Gelijkaardige ontwennings-experimenten door anderen rapporteren ook gedrag dat lijkt op depressie bij taken zoals de gedwongen zwemtest. Ratten met suikerontwenning vertonen eerder passief gedrag (zoals zweven) dan actief gedrag (zoals proberen te ontsnappen) wanneer ze in water worden geplaatst, wat wijst op gevoelens van hulpeloosheid.

Een nieuwe studie gepubliceerd door Victor Mangabeira en collega's in Physiology & Behavior van deze maand meldt dat het terugtrekken van suiker ook verband houdt met impulsief gedrag. Aanvankelijk werden ratten getraind om water te ontvangen door op een hendel te drukken. Na de training keerden de dieren terug naar hun kooien en hadden ze toegang tot een suikeroplossing en water, of alleen water. Na 30 dagen, toen ratten opnieuw de gelegenheid kregen om op een hendel voor water te drukken, drukten degenen die afhankelijk waren geworden van suiker, aanzienlijk vaker op de hendel dan controledieren, wat op impulsief gedrag duidt.

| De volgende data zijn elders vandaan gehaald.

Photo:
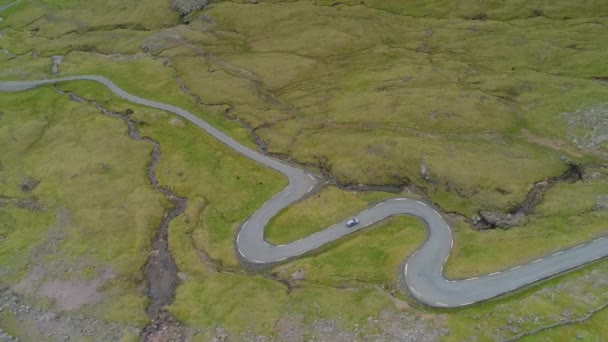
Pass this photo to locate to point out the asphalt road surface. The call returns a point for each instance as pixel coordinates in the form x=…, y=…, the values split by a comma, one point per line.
x=422, y=271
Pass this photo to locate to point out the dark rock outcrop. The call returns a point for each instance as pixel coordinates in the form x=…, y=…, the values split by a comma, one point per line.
x=185, y=7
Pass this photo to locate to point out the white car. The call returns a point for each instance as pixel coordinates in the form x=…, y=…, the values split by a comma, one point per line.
x=352, y=222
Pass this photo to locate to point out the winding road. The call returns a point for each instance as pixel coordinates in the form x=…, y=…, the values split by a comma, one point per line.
x=422, y=272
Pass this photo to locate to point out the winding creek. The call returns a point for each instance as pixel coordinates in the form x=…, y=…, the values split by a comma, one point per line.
x=422, y=272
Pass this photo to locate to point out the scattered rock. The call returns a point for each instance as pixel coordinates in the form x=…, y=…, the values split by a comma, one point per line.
x=57, y=59
x=588, y=127
x=601, y=203
x=161, y=41
x=28, y=184
x=299, y=274
x=177, y=122
x=73, y=294
x=32, y=203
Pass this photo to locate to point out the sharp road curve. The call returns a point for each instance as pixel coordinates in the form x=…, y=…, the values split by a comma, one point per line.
x=422, y=272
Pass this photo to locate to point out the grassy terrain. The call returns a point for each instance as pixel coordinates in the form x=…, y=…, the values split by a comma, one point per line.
x=69, y=147
x=367, y=92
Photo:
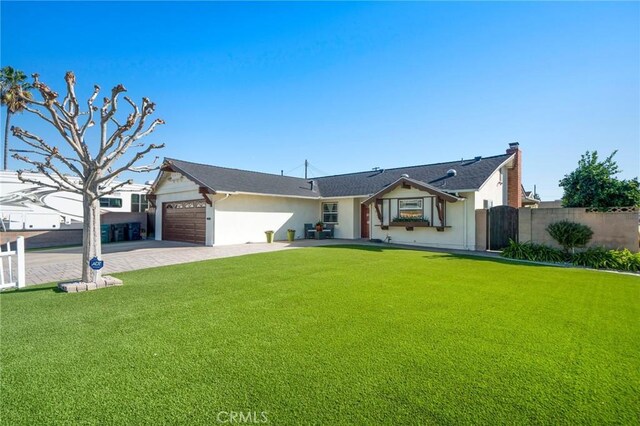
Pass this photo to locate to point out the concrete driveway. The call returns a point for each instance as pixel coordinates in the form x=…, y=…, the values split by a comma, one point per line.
x=65, y=264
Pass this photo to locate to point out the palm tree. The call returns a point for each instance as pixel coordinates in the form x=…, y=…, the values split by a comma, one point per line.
x=13, y=89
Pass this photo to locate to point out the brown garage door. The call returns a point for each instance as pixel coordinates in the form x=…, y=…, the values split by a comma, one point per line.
x=184, y=221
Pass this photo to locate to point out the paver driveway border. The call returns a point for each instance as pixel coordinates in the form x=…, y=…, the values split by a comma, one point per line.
x=64, y=264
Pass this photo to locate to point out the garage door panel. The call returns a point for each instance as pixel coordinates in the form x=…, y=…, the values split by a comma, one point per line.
x=184, y=221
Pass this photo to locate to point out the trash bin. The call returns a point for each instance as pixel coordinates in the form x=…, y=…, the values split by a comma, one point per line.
x=133, y=231
x=118, y=232
x=105, y=234
x=269, y=235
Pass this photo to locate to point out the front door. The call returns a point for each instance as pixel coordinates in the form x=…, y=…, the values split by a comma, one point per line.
x=364, y=221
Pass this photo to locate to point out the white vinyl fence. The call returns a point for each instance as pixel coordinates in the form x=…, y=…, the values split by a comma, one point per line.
x=12, y=270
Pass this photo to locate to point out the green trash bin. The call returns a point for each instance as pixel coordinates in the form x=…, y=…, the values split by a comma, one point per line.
x=105, y=234
x=269, y=235
x=119, y=230
x=133, y=231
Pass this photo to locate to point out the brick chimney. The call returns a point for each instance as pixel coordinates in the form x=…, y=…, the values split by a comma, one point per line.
x=514, y=177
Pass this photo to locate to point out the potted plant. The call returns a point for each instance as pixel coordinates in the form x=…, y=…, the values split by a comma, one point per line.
x=269, y=235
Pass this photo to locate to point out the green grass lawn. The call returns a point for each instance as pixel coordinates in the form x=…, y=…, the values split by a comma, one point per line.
x=328, y=335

Dit zijn extreme experimenten natuurlijk. Wij mensen ontzeggen ons geen voedsel voor 12-uren en laten ons daarna aan het eind van de dag baden in frisdrank en donuts. Maar deze knaagdierstudies geven ons zeker inzicht in de neurochemische onderbouwing van suikerafhankelijkheid, terugtrekking en gedrag.

Door decennia van dieetprogramma's en best verkochte boeken spelen we al lang met het begrip 'suikerverslaving'. Er zijn verslagen van mensen met "suikeropname" die voedselhongeringen beschrijven, die terugval en impulsief eten kunnen veroorzaken. Er zijn ook talloze artikelen en boeken over de grenzeloze energie en nieuw gevonden geluk in degenen die voorgoed suiker hebben afgezworen. Maar ondanks de alomtegenwoordigheid van suiker in onze voeding, is het begrip suikerverslaving nog steeds een nogal taboe-onderwerp.

Ben je nog steeds gemotiveerd om suiker voor de vastentijd op te geven? Je vraagt ​​je misschien af ​​hoelang het zal duren voordat je vrij bent van onbedwingbare trek en bijwerkingen, maar er is geen antwoord - iedereen is anders en er zijn geen menselijke studies over gedaan. Maar na 40-dagen is het duidelijk dat Andrew het ergste had overwonnen, waarschijnlijk zelfs een deel van zijn gewijzigde dopamine-signalering omdraaide. "Ik herinner me dat ik mijn eerste snoepje at en dacht dat het te zoet was," zei hij. "Ik moest mijn tolerantie herbouwen."

En als stamgasten van een plaatselijke bakkerij in Hershey - ik kan u verzekeren, lezers, dat hij precies dat heeft gedaan.

Over de auteur

Jordan Gaines Lewis, Neuroscience Doctoral Candidate, Pennsylvania State University

Dit artikel is oorspronkelijk gepubliceerd op The Conversation. Lees de originele artikel.